Dein Launch ist ein Asset, kein einmaliges Event. Behandle Aufzeichnung und Weiterverwertung von Anfang an als Teil des Plans.
Mit StreamYard kostenpflichtigen Plänen:
- Wir zeichnen deine Übertragungen in HD für bis zu 10 Stunden pro Stream auf und liefern dir eine saubere Quelle, selbst wenn ein Plattform-VOD Probleme hat. (Plan features)
- Du kannst Multi-Track-Lokalaufnahmen erfassen, die sich ideal für die Nachbearbeitung eignen – z.B. für getrennte Kameraperspektiven oder spätere Audiobearbeitung.
- Unser KI-Clips-Tool analysiert deine Aufnahme und erstellt untertitelte Kurzclips für schnelles Teilen auf Social Media; du kannst Clips mit Prompts zu bestimmten Themen oder Aussagen neu generieren.
Im Vergleich dazu: Ein reiner Desktop-Encoder wie OBS kann lokal in hoher Qualität aufzeichnen, aber du bist für Speicherverwaltung, Backups und zusätzliche Tools zur Clip-Erstellung selbst verantwortlich. (OBS overview)
Für die meisten Launch-Teams ist es einfacher, mit Cloud-Aufzeichnungen und KI-gestützter Weiterverwertung zu starten und später einen separaten Editor oder NLE einzubinden, wenn die Content-Operation wächst.

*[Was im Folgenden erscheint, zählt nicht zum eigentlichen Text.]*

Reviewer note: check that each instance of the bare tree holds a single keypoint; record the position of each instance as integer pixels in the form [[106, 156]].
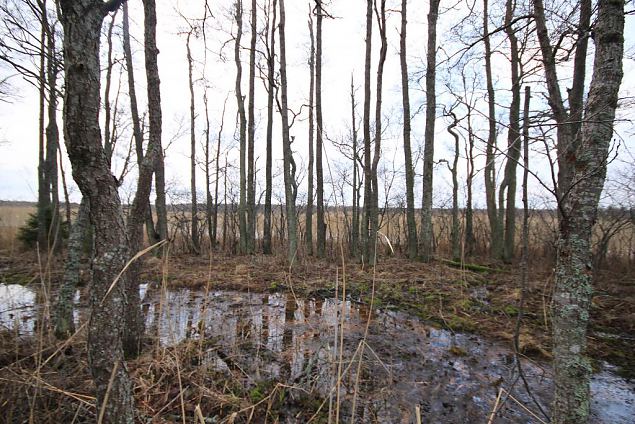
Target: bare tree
[[270, 48], [319, 173], [309, 196], [82, 21], [137, 132], [583, 148], [366, 124], [428, 152], [405, 96], [154, 112], [251, 133], [196, 245], [496, 236], [242, 124], [290, 189]]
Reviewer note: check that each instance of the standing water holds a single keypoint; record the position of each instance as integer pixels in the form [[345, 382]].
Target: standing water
[[406, 363]]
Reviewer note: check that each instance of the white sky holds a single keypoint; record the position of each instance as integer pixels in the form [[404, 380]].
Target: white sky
[[343, 55]]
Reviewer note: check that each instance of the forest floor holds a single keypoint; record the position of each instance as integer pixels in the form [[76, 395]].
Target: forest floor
[[482, 300]]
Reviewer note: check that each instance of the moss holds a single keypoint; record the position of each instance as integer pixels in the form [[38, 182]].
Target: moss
[[511, 310], [458, 323], [457, 351], [471, 267], [465, 304]]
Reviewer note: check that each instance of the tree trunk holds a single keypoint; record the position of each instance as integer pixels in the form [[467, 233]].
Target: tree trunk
[[196, 244], [64, 323], [355, 218], [44, 199], [455, 235], [251, 133], [309, 196], [108, 145], [319, 173], [470, 239], [573, 288], [242, 207], [496, 235], [427, 242], [82, 22], [137, 133], [154, 112], [374, 206], [366, 124], [217, 179], [405, 96], [266, 242], [288, 163], [513, 140], [52, 142]]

Wann macht es Sinn, OBS oder Streamlabs statt (oder zusammen mit) StreamYard zu nutzen?
Es gibt echte Anwendungsfälle, in denen „Pro“-Tools helfen – es lohnt sich, diese klar zu benennen.
Du solltest zu OBS oder Streamlabs tendieren, wenn:
- Du sehr feine Szenenlogik, komplexe Übergänge oder enge Integration mit lokaler Aufnahmetechnik brauchst.

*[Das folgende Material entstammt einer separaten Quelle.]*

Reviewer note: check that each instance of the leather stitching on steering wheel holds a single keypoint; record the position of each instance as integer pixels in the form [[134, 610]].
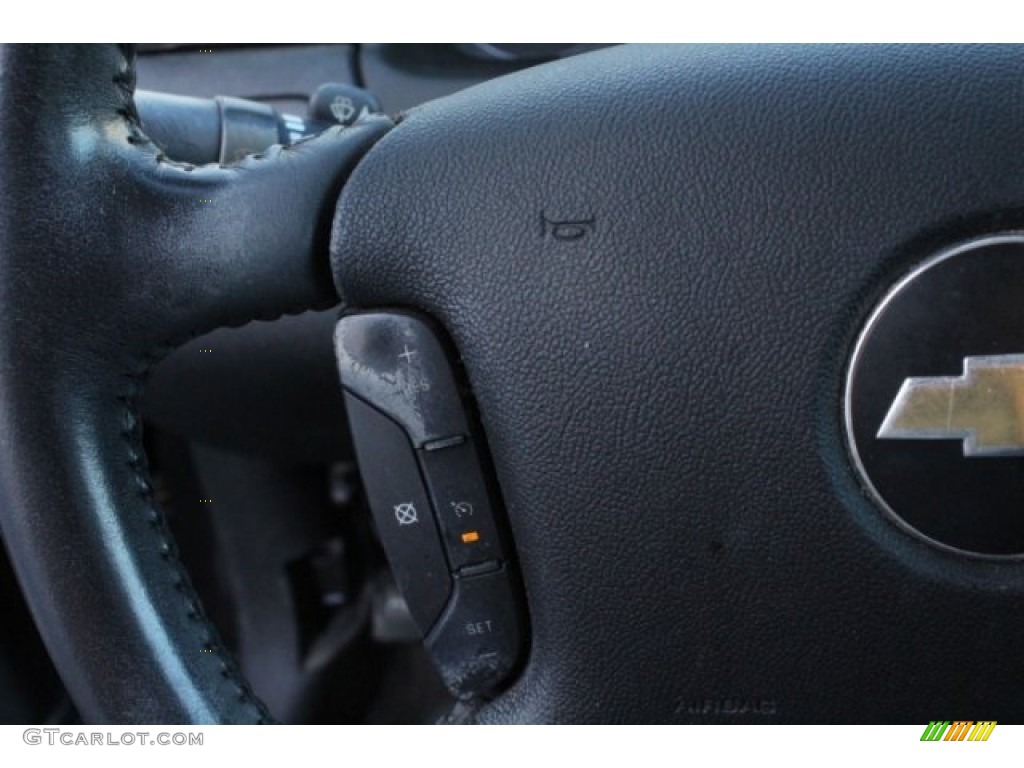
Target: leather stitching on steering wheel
[[132, 433]]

- Du grafiklastiges Gameplay parallel zum Launch streamst und detaillierte Kontrolle über Overlays und Filter willst.
- Du dich mit Encoder-Einstellungen, Plugins und höherer CPU/GPU-Last auf deinem Rechner wohlfühlst. (OBS overview)
Selbst dann kombinieren viele Teams diese Tools mit StreamYard, statt sie zu ersetzen. Sie lassen OBS oder Streamlabs die lokale Szenenkomposition übernehmen und speisen das Signal in StreamYard ein, während unser Studio Gäste, Chat, Multistreaming und Cloud-Aufzeichnung verwaltet.
Dieses Hybridmodell gibt technischen Producern die gewünschte Kontrolle, ohne dass jeder Gast oder Marketer einen Desktop-Encoder lernen muss.
Unsere Empfehlung
- Standardmäßig StreamYard für Produktlaunches nutzen, um aus einem Studio zu multistreamen, Gäste einfach hinzuzufügen und den Workflow browserbasiert zu halten.
- Den Launch als geskriptete Show mit klaren Segmenten, gebrandeten Layouts und starkem CTA behandeln – nicht nur als einzelne Demo.
- Auf Cloud-Aufzeichnungen und KI-Clips setzen, um den Launch in fortlaufende Marketing-Assets zu verwandeln.
- OBS oder Streamlabs nur dann einsetzen, wenn du wirklich erweiterte Szenenkontrolle brauchst und die Hardware sowie Zeit für das Management hast.